Sinovel Wind Group Company (华锐风电) is a Chinese state-owned wind turbine manufacturer headquartered in Beijing.

Sinovel is affiliated with a Chinese state-owned company, Dalian Heavy Mechanical & Electrical Equipment Engineering. It was founded in 2005 by Han Junliang.

==History==
Sinovel was founded by Han Junliang who later became the first wind power billionaire after the IPO of the company in 2011. Initially capital of 100 million yuan was provided by a Chinese state-owned company, Dalian Heavy Mechanical & Electrical Equipment Engineering.

Donghai Bridge Wind Farm, the first offshore wind farm in China, began operation in July 2010 using 34 3 MW Sinovel turbines.

In December 2010, the Massachusetts Water Resources Authority ordered a 1.5 MW wind turbine to power a wastewater pumping station in Charlestown, Boston.

In 2011, Sinovel was listed on the Shanghai Stock Exchange and raised $1.4 billion.

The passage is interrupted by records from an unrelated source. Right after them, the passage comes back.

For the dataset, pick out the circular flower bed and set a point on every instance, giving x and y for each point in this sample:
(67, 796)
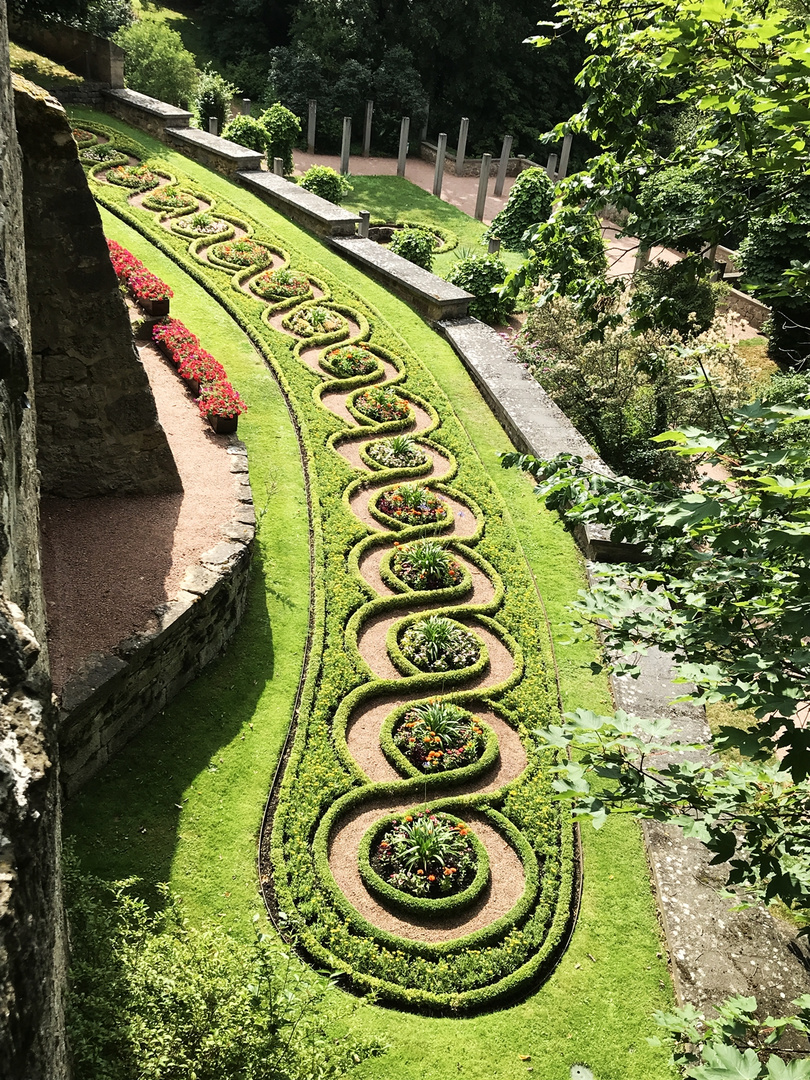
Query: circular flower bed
(170, 198)
(280, 284)
(242, 253)
(203, 225)
(437, 644)
(426, 564)
(400, 451)
(426, 854)
(381, 403)
(412, 503)
(350, 360)
(439, 737)
(315, 320)
(133, 176)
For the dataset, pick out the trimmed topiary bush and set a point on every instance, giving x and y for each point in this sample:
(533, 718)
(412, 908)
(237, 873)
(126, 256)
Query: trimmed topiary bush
(528, 204)
(324, 181)
(481, 274)
(283, 129)
(416, 245)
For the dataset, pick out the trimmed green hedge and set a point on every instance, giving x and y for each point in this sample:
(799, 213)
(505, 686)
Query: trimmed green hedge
(322, 782)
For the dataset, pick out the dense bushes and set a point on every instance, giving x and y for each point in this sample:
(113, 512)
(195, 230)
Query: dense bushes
(528, 204)
(417, 245)
(158, 64)
(326, 183)
(481, 274)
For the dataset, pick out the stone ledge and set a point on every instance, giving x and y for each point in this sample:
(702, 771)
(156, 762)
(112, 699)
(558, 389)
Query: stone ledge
(304, 207)
(431, 296)
(142, 103)
(213, 150)
(529, 417)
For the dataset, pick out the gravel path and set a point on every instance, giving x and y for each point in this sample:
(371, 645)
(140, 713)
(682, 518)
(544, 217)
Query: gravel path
(108, 562)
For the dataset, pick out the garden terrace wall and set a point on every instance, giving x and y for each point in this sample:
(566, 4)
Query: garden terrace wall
(113, 696)
(529, 417)
(306, 208)
(145, 112)
(215, 152)
(472, 165)
(433, 297)
(85, 54)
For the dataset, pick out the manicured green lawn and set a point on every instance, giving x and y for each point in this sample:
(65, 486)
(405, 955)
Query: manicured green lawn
(197, 778)
(389, 198)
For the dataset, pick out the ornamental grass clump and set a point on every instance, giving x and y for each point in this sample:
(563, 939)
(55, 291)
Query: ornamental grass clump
(280, 284)
(399, 451)
(426, 854)
(439, 737)
(426, 564)
(351, 360)
(413, 504)
(437, 644)
(381, 404)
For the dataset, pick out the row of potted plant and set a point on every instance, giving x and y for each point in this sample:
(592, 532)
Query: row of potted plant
(216, 399)
(145, 287)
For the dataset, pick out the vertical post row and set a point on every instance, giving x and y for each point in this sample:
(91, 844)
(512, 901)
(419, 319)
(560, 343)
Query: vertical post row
(483, 181)
(311, 126)
(503, 164)
(346, 146)
(461, 148)
(439, 175)
(565, 156)
(367, 130)
(404, 127)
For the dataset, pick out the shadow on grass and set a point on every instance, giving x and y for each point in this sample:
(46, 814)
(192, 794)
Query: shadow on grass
(125, 822)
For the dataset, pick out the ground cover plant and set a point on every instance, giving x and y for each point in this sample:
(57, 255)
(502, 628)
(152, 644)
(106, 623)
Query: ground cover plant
(617, 926)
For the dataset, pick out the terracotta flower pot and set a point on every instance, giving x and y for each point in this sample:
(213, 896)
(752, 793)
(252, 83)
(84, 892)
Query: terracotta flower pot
(224, 424)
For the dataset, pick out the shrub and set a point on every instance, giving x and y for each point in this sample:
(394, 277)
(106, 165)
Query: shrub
(246, 131)
(481, 274)
(213, 98)
(678, 301)
(416, 245)
(326, 183)
(283, 129)
(157, 63)
(528, 204)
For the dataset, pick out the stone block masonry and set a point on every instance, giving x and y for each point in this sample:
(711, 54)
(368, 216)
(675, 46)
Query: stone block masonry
(113, 696)
(97, 423)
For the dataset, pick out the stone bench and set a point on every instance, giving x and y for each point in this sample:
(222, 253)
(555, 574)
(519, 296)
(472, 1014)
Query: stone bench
(433, 297)
(306, 208)
(215, 152)
(532, 421)
(145, 112)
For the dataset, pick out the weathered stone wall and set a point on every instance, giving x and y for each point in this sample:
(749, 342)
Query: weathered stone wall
(97, 424)
(108, 701)
(31, 925)
(85, 54)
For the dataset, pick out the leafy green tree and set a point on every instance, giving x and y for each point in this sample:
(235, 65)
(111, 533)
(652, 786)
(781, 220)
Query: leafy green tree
(157, 63)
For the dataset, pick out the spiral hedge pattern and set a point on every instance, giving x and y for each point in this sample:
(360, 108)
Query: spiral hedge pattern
(345, 775)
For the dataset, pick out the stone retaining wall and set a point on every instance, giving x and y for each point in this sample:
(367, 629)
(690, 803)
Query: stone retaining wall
(113, 696)
(472, 165)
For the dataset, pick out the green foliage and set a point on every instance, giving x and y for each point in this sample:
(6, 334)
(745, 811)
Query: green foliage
(417, 245)
(213, 98)
(283, 129)
(156, 997)
(623, 388)
(482, 274)
(528, 204)
(326, 183)
(247, 132)
(676, 300)
(157, 63)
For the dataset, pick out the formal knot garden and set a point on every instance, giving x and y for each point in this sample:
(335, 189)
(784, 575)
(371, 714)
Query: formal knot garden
(412, 844)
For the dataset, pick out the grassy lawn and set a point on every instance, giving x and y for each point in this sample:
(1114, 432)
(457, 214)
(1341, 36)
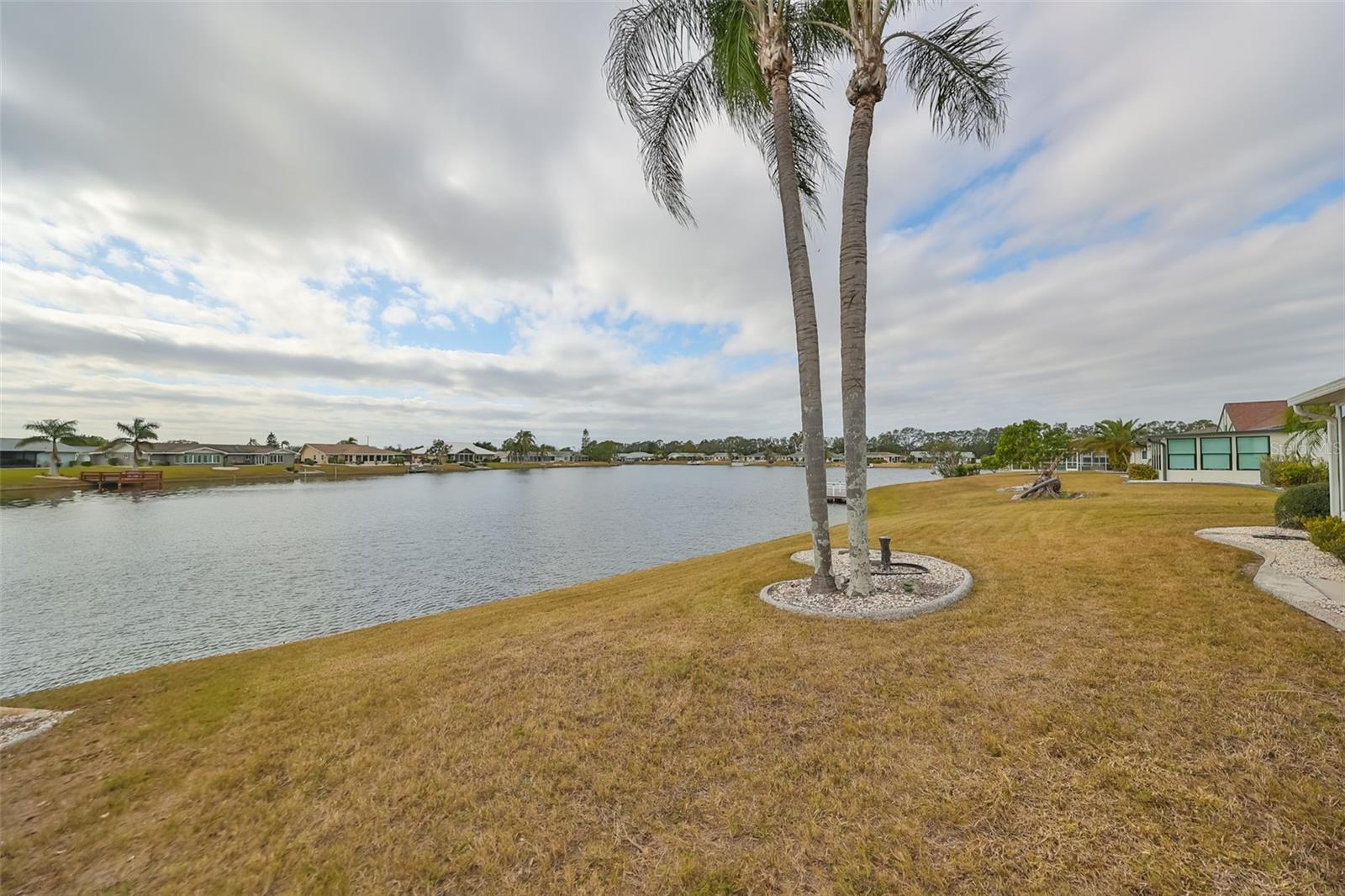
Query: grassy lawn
(1114, 708)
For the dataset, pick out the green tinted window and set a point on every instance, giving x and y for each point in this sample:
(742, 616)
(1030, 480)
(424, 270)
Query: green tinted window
(1181, 454)
(1251, 450)
(1216, 454)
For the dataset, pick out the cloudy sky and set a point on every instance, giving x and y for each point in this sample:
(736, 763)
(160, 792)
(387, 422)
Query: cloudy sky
(416, 221)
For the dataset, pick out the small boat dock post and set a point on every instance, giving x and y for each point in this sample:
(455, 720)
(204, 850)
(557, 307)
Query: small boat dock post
(120, 478)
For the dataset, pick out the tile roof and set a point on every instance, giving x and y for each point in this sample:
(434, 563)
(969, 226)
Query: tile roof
(1257, 414)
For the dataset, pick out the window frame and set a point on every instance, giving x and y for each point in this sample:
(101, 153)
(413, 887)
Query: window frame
(1172, 454)
(1226, 455)
(1259, 455)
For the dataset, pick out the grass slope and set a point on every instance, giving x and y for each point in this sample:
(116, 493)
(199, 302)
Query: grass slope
(1113, 709)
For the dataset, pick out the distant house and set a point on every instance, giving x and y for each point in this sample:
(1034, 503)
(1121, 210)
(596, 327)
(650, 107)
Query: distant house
(38, 454)
(464, 452)
(1247, 432)
(1333, 396)
(217, 454)
(346, 454)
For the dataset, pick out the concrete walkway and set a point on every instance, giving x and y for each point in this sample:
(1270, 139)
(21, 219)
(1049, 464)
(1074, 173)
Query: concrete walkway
(1284, 576)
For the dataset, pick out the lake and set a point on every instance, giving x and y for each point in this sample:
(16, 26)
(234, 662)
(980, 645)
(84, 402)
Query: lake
(93, 586)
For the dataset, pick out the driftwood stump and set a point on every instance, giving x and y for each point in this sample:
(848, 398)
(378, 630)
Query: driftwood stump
(1046, 486)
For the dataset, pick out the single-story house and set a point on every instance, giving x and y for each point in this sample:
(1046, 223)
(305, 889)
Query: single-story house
(347, 454)
(38, 454)
(1247, 432)
(1333, 396)
(217, 454)
(467, 452)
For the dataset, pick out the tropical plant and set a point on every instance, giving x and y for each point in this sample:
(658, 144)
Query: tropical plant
(51, 430)
(1328, 533)
(959, 71)
(521, 445)
(1302, 502)
(1308, 430)
(1114, 437)
(672, 66)
(134, 434)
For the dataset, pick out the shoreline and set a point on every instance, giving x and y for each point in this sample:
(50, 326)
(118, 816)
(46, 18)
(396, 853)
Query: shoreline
(37, 481)
(611, 732)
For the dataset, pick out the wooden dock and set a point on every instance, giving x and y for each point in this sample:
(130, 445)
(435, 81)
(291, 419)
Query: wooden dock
(121, 478)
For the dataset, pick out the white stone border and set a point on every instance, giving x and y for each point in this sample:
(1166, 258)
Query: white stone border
(1295, 591)
(959, 591)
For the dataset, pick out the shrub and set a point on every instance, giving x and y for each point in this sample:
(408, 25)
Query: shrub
(1291, 472)
(1302, 502)
(1328, 533)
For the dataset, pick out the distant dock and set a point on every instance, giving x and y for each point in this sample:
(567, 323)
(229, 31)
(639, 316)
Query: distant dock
(121, 478)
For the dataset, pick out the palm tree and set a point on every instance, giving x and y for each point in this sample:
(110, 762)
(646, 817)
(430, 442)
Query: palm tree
(1114, 437)
(672, 66)
(521, 445)
(53, 430)
(134, 434)
(959, 71)
(1306, 434)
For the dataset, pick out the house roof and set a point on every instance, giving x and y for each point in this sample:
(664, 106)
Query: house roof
(222, 447)
(1331, 393)
(1257, 414)
(338, 448)
(463, 448)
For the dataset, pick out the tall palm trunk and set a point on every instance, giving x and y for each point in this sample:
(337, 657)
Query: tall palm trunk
(854, 300)
(804, 331)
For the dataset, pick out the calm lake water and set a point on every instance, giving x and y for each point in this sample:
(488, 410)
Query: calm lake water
(92, 586)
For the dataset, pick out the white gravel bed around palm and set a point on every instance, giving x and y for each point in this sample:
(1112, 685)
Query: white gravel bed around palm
(896, 596)
(1288, 551)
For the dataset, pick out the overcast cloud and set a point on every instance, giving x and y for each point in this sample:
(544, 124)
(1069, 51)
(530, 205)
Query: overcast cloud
(427, 221)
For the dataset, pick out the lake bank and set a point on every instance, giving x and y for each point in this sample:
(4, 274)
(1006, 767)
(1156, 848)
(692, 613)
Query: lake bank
(156, 576)
(1113, 708)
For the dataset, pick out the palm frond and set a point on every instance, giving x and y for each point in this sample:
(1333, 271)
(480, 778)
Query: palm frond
(646, 40)
(961, 71)
(672, 109)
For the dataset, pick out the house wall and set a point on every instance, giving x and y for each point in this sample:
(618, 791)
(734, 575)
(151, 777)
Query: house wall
(1278, 445)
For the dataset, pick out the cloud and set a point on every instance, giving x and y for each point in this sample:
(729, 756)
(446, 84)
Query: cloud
(421, 221)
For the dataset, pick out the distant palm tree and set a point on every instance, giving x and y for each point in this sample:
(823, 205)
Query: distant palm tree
(134, 434)
(53, 430)
(521, 445)
(672, 66)
(959, 71)
(1116, 439)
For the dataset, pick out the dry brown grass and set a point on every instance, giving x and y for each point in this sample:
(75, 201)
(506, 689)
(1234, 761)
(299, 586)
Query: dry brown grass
(1113, 709)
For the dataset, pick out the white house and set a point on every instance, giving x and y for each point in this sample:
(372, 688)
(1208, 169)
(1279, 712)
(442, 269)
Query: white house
(467, 452)
(1333, 396)
(1247, 432)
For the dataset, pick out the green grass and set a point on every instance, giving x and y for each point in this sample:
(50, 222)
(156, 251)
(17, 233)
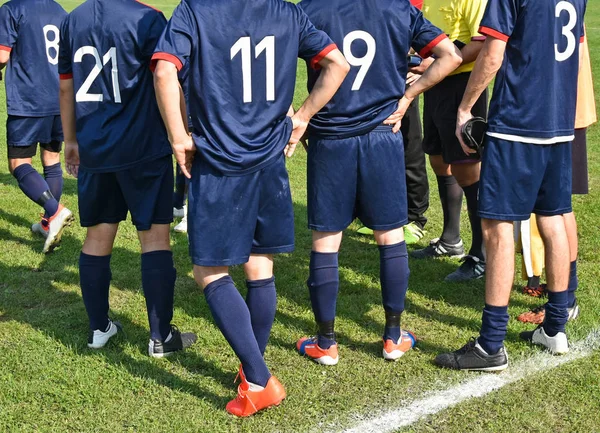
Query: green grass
(50, 381)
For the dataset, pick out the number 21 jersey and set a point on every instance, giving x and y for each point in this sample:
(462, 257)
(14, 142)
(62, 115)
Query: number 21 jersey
(29, 30)
(106, 47)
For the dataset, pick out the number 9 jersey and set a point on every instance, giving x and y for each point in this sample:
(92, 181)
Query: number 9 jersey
(375, 36)
(535, 92)
(106, 47)
(29, 30)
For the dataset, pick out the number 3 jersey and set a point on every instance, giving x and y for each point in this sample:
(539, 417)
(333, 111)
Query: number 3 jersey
(535, 92)
(242, 57)
(106, 47)
(29, 30)
(376, 36)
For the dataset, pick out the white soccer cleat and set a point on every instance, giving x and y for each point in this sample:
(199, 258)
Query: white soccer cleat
(180, 212)
(56, 224)
(98, 339)
(558, 345)
(182, 226)
(38, 229)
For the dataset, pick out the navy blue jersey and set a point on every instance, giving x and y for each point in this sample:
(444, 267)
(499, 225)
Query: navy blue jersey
(29, 30)
(535, 92)
(242, 57)
(376, 36)
(106, 47)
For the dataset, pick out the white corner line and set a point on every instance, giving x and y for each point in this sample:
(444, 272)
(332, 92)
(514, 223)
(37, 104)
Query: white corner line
(477, 387)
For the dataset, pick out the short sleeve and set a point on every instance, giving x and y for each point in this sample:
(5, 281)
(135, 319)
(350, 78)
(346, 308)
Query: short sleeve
(314, 44)
(500, 18)
(65, 66)
(472, 13)
(179, 36)
(425, 36)
(8, 28)
(155, 31)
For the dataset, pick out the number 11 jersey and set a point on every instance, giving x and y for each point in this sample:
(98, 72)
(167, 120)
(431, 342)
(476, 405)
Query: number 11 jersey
(106, 47)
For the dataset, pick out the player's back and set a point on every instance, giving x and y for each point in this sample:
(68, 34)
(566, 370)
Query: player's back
(242, 77)
(29, 29)
(375, 36)
(107, 47)
(536, 88)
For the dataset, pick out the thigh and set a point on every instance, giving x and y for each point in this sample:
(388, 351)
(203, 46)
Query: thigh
(100, 199)
(148, 190)
(275, 220)
(510, 180)
(554, 196)
(381, 203)
(222, 216)
(331, 183)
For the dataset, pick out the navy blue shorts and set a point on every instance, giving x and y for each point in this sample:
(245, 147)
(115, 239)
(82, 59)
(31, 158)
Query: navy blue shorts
(144, 190)
(358, 177)
(518, 179)
(231, 217)
(25, 131)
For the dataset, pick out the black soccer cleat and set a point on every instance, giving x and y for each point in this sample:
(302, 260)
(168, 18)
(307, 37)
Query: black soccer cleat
(472, 357)
(178, 342)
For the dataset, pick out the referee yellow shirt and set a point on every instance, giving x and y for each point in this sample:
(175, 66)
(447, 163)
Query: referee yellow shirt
(459, 19)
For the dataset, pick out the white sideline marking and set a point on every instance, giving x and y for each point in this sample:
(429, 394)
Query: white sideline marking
(479, 386)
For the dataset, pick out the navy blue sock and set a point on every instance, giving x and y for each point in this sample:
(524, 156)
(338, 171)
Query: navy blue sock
(231, 315)
(573, 284)
(323, 285)
(94, 278)
(494, 323)
(556, 313)
(393, 273)
(262, 303)
(179, 194)
(53, 176)
(158, 282)
(35, 187)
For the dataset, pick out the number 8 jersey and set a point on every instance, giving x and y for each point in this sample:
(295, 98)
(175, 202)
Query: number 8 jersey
(535, 92)
(106, 47)
(29, 30)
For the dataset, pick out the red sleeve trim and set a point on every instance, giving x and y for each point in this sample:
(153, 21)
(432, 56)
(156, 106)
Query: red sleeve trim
(426, 51)
(314, 63)
(165, 56)
(493, 33)
(151, 7)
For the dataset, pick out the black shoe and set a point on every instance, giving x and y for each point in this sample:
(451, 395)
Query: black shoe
(472, 357)
(437, 248)
(179, 341)
(472, 268)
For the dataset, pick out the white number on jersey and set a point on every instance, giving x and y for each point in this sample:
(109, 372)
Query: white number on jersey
(52, 43)
(267, 45)
(365, 61)
(111, 56)
(567, 31)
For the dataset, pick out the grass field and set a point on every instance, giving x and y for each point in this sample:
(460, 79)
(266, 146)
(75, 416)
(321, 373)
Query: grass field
(51, 382)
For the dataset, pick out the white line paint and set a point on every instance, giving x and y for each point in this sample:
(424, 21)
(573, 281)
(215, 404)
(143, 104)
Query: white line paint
(479, 386)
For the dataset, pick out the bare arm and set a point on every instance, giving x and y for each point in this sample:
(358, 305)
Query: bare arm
(169, 96)
(67, 116)
(335, 68)
(448, 59)
(487, 65)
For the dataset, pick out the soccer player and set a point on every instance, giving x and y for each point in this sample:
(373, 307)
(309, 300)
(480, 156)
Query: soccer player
(455, 172)
(29, 36)
(526, 161)
(356, 156)
(240, 209)
(117, 147)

In 2014, its chairman, Wang Yuan resigned from its post.

==Subsidiary==
- Dalian Guotong Electronics

==Controversies==
The firm was accused of stealing software from AMSC and was sued by the company. On 27 June 2013, the United States Department of Justice charged Sinovel and three individuals with theft of trade secrets. On 24 January 2018 a U.S. federal jury in Madison, Wisconsin found Sinovel guilty of stealing trade secrets from AMSC causing the American company to lose over US$800 million. The jury found that Sinovel stole trade secrets and copyrighted information with the intention of building its own versions of AMSC systems and retrofit previously built wind turbines so it could avoid having to pay AMSC for its technology. According to a press release by AMSC on 3 July 2018, AMSC has settled the lawsuit with Sinovel.